Sometimes dogs will develop stones when eating a diet that is too high in carbohydrates. Many bagged dog foods use filler carbs like grains to make their product last longer and look bigger. The problem with this is that excessive grains are not really a natural part of a canine's supper. After a long time of eating them, these carbs will mess with your pup's acid levels and bladder stones may form. To stop this from happening, some vets recommend special food that is low in protein, phosphorus and magnesium. However, it seems like a diet based on meats may be the best option to prevent problems. Dogs bodies are made for meat, and this natural protein keeps urine acidic. Most stones will not grow in an acidic environment, saving your pup a lot of pain! Another main way to prevent these stones from taking shape is to encourage your dog to drink lots of water. Hydration is super effective for flushing out small crystals from a canine's bladder.

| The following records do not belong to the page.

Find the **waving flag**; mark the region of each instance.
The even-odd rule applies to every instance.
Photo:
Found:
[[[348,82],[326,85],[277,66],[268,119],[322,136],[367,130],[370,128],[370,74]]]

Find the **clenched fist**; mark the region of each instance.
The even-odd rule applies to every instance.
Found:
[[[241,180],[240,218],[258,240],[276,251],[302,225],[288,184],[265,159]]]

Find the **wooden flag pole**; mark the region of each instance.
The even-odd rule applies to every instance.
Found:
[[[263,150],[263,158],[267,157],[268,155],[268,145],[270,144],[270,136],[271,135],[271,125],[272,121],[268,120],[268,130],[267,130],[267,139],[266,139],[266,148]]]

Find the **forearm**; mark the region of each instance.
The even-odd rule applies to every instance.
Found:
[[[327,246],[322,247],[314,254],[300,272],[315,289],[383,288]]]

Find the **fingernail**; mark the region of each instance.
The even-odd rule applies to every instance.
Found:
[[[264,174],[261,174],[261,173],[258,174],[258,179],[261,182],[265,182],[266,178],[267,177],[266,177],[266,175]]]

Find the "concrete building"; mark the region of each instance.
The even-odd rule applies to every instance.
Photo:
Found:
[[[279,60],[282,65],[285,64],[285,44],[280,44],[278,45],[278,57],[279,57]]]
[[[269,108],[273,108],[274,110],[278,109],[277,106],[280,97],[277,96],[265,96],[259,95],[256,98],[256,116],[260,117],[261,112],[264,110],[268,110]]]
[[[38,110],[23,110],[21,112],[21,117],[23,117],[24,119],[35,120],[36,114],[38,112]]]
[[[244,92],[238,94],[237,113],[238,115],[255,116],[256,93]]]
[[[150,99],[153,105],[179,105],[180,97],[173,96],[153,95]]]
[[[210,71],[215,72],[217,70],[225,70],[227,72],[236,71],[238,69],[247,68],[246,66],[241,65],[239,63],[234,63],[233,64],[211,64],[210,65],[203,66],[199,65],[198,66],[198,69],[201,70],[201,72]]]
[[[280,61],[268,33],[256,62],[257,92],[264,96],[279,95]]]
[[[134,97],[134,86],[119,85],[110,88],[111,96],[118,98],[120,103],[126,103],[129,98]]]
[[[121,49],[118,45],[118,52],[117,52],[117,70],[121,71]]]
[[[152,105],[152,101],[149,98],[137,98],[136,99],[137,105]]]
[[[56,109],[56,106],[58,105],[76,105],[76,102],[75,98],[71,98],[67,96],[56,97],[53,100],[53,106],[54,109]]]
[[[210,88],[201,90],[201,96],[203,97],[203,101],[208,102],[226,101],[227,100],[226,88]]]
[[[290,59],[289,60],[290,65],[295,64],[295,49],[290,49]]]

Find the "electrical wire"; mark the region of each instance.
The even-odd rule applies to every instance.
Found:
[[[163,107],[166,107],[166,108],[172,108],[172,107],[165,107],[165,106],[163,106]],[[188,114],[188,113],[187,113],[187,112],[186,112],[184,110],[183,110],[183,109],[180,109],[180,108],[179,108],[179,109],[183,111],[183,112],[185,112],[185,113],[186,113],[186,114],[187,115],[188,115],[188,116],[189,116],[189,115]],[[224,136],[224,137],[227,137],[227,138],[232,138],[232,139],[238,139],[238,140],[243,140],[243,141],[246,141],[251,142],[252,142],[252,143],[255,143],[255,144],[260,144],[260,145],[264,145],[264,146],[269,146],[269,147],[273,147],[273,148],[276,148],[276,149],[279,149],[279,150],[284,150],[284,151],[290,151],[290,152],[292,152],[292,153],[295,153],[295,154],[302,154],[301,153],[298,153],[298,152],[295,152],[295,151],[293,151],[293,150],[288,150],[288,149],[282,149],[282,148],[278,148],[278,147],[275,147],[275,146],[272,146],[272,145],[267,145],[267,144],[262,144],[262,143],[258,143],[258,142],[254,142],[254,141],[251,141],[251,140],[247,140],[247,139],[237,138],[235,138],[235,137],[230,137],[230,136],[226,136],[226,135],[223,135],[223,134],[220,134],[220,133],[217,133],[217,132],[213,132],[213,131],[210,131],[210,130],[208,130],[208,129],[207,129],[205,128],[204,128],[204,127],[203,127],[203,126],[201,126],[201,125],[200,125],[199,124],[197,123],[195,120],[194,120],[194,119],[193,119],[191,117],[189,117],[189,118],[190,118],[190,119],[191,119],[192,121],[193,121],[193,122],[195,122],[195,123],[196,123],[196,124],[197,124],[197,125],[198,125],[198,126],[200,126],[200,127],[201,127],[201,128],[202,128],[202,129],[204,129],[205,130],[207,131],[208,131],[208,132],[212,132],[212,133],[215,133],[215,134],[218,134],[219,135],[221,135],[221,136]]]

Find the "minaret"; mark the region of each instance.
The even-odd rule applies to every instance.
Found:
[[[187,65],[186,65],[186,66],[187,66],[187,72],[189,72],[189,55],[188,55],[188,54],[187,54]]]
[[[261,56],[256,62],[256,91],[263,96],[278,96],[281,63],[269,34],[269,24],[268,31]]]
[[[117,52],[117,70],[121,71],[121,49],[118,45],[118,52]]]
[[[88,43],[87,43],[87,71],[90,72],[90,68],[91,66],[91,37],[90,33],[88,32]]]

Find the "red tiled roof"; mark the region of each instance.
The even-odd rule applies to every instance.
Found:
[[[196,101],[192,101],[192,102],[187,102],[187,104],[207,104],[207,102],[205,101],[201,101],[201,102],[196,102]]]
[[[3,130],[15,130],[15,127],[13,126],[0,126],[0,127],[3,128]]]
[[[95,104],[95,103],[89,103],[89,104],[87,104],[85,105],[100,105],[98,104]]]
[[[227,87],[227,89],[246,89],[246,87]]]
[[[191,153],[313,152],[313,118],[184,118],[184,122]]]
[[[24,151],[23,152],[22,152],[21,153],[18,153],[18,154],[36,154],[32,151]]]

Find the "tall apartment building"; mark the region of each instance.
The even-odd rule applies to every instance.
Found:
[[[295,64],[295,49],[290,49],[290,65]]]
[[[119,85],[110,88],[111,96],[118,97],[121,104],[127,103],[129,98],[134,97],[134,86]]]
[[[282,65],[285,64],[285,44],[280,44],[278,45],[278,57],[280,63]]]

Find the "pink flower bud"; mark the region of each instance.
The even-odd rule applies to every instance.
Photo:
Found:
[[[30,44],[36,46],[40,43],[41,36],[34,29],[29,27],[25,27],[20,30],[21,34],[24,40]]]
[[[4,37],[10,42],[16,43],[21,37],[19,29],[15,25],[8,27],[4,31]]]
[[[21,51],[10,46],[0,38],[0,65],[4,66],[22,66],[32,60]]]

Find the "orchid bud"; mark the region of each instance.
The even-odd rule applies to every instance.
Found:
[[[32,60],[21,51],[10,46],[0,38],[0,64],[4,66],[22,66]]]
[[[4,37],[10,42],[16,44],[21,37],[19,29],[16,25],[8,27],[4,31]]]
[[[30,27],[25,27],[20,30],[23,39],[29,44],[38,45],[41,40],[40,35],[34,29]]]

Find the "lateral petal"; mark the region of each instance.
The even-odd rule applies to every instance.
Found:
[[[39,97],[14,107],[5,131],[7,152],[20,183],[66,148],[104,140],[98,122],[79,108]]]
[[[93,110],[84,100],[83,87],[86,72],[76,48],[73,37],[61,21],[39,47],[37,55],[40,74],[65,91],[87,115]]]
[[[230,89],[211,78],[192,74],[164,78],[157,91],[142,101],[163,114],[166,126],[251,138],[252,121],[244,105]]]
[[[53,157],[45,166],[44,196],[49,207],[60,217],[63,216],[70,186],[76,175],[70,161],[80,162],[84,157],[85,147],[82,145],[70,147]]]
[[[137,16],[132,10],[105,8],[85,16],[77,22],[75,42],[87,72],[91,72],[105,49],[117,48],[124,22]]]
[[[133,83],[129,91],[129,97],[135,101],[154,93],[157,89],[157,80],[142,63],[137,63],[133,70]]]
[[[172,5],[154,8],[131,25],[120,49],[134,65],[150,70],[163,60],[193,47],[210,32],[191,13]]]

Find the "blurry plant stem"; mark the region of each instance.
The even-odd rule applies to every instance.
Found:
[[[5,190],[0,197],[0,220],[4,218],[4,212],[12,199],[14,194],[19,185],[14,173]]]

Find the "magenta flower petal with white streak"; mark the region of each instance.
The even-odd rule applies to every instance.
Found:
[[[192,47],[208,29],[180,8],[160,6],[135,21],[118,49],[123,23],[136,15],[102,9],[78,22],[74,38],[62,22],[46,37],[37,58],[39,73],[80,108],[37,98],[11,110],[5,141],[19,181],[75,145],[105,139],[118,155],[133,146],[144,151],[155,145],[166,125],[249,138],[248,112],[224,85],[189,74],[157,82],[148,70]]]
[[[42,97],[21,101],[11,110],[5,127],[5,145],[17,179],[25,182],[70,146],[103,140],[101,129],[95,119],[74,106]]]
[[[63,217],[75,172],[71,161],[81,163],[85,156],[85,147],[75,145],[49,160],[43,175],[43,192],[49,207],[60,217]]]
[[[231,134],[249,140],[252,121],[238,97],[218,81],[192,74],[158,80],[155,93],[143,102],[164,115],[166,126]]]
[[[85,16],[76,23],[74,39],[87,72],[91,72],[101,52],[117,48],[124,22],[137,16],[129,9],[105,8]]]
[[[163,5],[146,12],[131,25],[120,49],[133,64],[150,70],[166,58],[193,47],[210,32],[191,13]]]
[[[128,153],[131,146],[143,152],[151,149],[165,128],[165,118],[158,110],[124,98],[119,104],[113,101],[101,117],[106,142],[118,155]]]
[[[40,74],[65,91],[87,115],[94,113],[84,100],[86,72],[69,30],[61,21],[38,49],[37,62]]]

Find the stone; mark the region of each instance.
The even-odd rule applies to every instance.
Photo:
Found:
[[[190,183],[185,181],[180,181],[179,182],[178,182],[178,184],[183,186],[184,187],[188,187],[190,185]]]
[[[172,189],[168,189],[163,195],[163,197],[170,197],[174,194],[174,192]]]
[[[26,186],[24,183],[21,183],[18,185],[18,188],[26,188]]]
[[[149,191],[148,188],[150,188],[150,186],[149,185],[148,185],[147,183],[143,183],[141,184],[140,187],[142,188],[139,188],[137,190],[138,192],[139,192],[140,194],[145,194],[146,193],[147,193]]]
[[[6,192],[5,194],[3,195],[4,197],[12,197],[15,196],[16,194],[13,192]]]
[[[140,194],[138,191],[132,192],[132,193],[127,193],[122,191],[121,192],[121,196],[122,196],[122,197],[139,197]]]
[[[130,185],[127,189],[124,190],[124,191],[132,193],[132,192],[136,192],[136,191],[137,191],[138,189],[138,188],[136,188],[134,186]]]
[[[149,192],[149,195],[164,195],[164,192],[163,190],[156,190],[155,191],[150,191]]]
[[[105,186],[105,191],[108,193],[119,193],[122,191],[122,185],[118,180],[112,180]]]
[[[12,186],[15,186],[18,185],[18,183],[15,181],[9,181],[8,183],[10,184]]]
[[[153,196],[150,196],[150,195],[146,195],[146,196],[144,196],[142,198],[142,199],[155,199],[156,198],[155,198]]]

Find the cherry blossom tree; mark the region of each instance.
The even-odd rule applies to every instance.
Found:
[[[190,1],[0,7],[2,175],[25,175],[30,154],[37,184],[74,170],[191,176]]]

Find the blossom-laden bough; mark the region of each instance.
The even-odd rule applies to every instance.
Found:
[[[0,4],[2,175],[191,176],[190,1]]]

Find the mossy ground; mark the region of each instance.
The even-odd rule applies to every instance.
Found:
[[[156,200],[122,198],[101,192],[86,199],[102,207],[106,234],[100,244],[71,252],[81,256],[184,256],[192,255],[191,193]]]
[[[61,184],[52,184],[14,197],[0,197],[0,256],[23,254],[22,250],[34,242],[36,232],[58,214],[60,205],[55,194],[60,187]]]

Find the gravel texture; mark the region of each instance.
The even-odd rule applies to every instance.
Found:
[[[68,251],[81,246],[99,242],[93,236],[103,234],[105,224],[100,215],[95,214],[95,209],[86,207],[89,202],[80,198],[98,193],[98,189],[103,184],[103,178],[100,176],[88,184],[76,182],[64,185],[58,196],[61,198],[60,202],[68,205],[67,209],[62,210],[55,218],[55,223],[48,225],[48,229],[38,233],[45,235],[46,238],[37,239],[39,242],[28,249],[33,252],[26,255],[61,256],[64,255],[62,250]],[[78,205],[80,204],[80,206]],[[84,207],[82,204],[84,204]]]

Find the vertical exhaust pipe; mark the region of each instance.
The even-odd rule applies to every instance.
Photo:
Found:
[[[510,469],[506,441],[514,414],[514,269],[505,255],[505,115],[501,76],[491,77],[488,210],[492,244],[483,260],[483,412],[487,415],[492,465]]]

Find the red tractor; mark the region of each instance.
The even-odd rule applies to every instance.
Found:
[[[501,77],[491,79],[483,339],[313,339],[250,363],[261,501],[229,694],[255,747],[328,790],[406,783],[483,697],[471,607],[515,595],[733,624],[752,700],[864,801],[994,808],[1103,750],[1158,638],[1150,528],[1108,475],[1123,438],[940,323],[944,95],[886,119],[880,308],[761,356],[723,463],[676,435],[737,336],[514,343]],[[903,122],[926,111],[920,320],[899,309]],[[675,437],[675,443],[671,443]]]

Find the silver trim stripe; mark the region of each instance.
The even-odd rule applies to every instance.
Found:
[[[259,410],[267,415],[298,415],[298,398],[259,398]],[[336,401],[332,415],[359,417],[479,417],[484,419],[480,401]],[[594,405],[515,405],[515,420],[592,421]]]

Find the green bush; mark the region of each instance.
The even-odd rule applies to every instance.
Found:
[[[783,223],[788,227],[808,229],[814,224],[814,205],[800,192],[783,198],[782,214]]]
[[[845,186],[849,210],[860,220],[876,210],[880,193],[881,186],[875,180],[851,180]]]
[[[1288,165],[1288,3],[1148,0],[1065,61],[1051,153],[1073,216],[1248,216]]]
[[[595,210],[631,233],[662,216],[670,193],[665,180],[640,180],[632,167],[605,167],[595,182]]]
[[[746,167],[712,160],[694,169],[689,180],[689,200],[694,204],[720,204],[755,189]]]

Genetics play a part when it comes to the chances your pupper will get bladder stones during their life. Certain breeds are more susceptible to bladder problems than others. The mini breeds seem to grow pee pebbles more than their larger cousins. Yorkies, Shih Tzus and Bichon Frisés are all on the list of the breeds most often affected. If you're looking to stay away from bladder stones, you could choose a breed less prone to the problem, but that is a little extreme. Many teeny-tiny dogs live long, happy lives if their owners stay on top of things. Learn to look for early symptoms and alert your vet to the possibility of bladder problems. It is also advantageous to feed your pooch a high quality diet made of canine-friendly items that at least mimic what a dog would eat in the wild. This is sometimes overlooked in the small breeds, but raw diets work just as well in the wee barkers.

Importance of Prevention

A stitch in time saves nine! While it may be a bit of extra work in the now, future-you will be glad that you put in the time to keep your fur-baby healthier in the long haul. Bladder stones cause so much pain in the unlucky pups that suffer from them. No dog owner wants to see their barky buddy hurting! And if stones get big enough, they can eventually dislodge and block the exit of the bladder. This is a life-threatening, medical emergency that at the very least will require surgery and a big, fat bill. At the worst, bladder stones do have the capability of taking your dog's life. How much better it is to address them before a problem ever develops?!

An Issue Worth Avoiding

So, you know now what a bladder stone is, how it comes to be and what you can do about it. If you're a small-breed owner, there's a bigger chance that you'll have to deal with them. Long-lasting UTIs can definitely cause stones to form, and should be treated as soon as possible. Diet also plays a major role, so stick with food that is great quality and fit for the canine species. Bladder stones are generally treatable, but can lead to unneeded suffering on your pooch's part. Why not take action now so they never become an issue?